Last week, after two years of coursework, literature review, grant writing, laboratory experiments, attendance at local and national meetings, abstract presentations, journal clubs, etc. I finally, officially became a PhD Candidate.
You ask: then what were you before last week?
A good question.
During the first portion of graduate school, students learn the basic concepts and techniques of their field. We attend courses to broaden our knowledge. We obsessively read current and dated articles to learn the foundations of our chosen field. We complement these intellectual studies in the laboratory. We experiment: we learn basic techniques such as cell culture, in vitro biochemical analysis, and mouse work. We learn – painfully and first-hand – why control experiments are an absolute requirement for all studies, however trivial they may seem.

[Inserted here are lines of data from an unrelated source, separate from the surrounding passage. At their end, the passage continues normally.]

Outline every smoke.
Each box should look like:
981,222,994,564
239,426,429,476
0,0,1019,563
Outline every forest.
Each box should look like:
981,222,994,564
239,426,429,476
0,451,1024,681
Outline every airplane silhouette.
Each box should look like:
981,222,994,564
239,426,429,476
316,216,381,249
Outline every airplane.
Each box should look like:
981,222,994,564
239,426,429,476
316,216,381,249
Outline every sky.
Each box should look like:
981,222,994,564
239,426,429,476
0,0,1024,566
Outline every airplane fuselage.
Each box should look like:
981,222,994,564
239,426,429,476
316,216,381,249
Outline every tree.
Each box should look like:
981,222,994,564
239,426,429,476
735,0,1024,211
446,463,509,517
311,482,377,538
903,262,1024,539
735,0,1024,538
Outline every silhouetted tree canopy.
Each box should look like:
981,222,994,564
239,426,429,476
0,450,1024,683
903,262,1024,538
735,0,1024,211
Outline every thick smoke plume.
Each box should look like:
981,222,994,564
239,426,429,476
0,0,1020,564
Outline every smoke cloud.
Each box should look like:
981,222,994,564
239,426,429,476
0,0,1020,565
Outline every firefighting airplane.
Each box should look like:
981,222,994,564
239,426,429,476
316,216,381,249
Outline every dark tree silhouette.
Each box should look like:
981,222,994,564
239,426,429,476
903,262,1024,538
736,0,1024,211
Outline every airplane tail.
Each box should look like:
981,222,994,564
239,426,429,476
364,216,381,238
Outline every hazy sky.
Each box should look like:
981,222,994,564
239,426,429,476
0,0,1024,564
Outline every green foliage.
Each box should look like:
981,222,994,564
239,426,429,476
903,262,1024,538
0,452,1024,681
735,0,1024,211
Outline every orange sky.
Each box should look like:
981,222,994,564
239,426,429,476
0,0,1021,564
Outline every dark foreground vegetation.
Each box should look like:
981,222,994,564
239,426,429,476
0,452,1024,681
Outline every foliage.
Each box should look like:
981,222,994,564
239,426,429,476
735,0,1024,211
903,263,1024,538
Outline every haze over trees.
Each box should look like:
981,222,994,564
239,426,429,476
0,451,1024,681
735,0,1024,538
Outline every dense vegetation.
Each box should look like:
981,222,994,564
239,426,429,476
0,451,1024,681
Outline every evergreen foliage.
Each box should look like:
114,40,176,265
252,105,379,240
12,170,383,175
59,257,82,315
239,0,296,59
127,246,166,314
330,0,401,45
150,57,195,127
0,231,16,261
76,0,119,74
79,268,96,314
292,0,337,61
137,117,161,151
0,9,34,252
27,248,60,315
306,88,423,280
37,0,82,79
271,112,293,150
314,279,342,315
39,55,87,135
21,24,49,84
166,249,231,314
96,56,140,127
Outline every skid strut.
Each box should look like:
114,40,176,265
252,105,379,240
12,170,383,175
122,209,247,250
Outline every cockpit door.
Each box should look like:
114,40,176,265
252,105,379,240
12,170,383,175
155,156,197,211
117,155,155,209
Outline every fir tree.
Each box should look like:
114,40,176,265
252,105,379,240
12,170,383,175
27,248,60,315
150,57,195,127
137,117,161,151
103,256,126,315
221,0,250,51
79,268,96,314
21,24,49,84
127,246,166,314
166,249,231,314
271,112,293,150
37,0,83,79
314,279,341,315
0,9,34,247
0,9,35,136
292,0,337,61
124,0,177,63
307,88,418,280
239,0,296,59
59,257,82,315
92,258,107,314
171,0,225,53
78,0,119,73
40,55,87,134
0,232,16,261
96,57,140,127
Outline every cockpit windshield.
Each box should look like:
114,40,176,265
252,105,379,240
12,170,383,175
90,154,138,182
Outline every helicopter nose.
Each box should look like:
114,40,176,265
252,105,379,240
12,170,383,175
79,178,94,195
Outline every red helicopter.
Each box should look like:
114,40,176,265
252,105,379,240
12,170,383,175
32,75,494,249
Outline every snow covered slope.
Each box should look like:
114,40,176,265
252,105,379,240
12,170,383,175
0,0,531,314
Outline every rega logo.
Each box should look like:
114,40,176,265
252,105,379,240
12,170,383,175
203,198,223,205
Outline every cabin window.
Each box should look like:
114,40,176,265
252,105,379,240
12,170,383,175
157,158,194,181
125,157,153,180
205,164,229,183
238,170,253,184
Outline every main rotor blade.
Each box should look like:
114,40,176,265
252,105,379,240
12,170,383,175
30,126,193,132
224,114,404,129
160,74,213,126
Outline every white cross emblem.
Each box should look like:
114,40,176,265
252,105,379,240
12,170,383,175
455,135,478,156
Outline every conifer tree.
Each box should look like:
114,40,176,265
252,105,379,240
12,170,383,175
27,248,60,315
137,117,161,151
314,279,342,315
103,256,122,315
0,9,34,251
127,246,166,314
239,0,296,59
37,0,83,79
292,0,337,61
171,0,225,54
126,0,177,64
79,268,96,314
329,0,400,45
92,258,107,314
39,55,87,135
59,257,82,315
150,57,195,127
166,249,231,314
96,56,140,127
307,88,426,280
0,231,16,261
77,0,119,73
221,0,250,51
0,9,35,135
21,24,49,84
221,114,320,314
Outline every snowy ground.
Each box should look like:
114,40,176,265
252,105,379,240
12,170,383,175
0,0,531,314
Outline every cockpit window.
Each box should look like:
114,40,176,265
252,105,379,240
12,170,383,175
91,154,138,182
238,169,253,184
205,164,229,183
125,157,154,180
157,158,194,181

As we meander between classes, literature review, and experiments we begin to acquire a corpus of knowledge. Is so doing, we start to appreciate the intricacies of that knowledge and we question the foundations upon which it rests. This questioning ultimately leads to a hypothesis: an evidence-based idea supported by previous studies but not proven by them. We consider the technical skills we’ve acquired and consider how to use them to test that hypothesis at the lab bench. There, successes and failures will lead us to progressively refine our hypothesis. With time, the once fluid hypotheses becomes solidified and we write these ideas down as a PhD Thesis Proposal. This document (7-25 pages, depending on department) summarizes our literature review, highlights its support for our hypothesis, and outlines in depth the experiments we will perform to test it.
Now comes the fun part. The Thesis Proposal must be defended – both in writing and as an oral presentation – before your Advisory Committee. This group of 4-5 faculty will evaluate the merits of your ideas: do you understand the current dilemmas facing your field? Does your hypothesis address these dilemmas? Would your proposed work contribute something novel to the field? Will your experiments provide unequivocal answers or is there potential for ambiguity and diverse interpretations?
These are challenging standards to meet. And your Advisory Committee will be thorough in its evaluation of your proposal. However, they will also help you. They will provide suggestions for improvement and alternate experimental approaches that may be more suitable to answer your hypothesis. Indeed, I am tremendously indebted to my Committee members, Drs. Merv Yoder, Rebecca Chan, Reuben Kapur, and Raghu Mirmira, for their invaluable guidance. Last week’s meeting reminded me the merit of having a Committee with diverse expertise: developmental hematology, pediatrics, leukemia, esoteric biochemistry, all were well represented last week. And I obtained valuable advice from each of them.
At the end of the meeting, after all the discussions, questions, and suggestions, the PhD Qualifying document was signed. I passed. By then, it was almost an afterthought. The true value of Qualifying is in having your proposed ideas vetted by experts and to acquire their guidance. The true reward of Qualifying is the entry to the second half of graduate school, when you have permission to harness your intellectual and technical prowess and perform the experiments that you’ve been planning for years. For me, that’s plenty. I cannot wait to get back in the fray, rekindled with a clear purpose and knowledge that I am on the right path on the road to the PhD.